Indios y vaqueros. Corte y aldea. Cal y arena. Son frecuentes las parejas que expresan tensión y enfrentamiento que, sin darnos cuenta, influyen nuestra percepción. Vemos la realidad como una lucha entre blanco y negro, izquierda y derecha, norte y sur.
Contra esa percepción de la vida como batalla, los católicos tenemos un superpoder que, al contrario que los héroes de los tebeos, no queremos quedarnos para nosotros: ¡ojalá lo prueben cuantos más mejor! Se trata de un don que empezó como algo diminuto, escondido en un rincón remoto para convertir su aparición en un evento espectacular.

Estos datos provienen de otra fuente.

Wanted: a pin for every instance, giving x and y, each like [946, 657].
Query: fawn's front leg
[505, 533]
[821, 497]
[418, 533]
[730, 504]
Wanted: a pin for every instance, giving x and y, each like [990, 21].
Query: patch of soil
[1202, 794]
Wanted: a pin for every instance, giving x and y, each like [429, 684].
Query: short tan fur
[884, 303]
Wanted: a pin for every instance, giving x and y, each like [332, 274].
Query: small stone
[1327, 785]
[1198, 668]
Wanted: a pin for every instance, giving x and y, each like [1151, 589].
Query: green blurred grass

Se llama Jesucristo, pero también responde a los nombres de Mesías, Salvador o Rey de los judíos. El del cosquilleo frío que dice la canción de Alcalá Norte. Fue un bebé que llegó haciendo con tranquilo estruendo, con estrellas que guiaban a los sabios de otras tierras hacia sí, con ángeles que sobrecogían con todo lujo de efectos a los pastores más pequeños.

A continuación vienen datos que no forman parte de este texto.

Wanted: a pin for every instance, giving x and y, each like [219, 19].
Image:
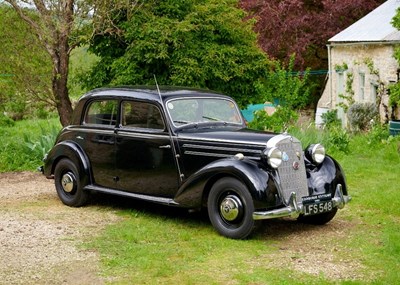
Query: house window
[340, 86]
[362, 86]
[374, 91]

Después se convirtió en un hombre que armó cuanto revuelo pudo. Se enfrentó a injustos e hipócritas. Animó a los deprimidos. Admiró a los despreciados. Alguien a quien no hemos podido tocar ni escuchar, pero que tenemos más presente que a muchos de los que nos rodean.
Y si no lo tenemos, que sea hoy el día en que nos alistamos a la legión de humildes y poderosos, pastores y magos, marginados y terratenientes. Parejas unidas en el Amor que, al verlo, han compartido el gozo de saber que nada es tan grave. Que el camino derecho es sencillo: escuchar con confianza la vida y palabra de Jesús para imitarlo con todas nuestras fuerzas. Seamos imitadores del que dio su vida para que leguemos a entender, de su mano, que la vida es un río de agua clara como el cristal.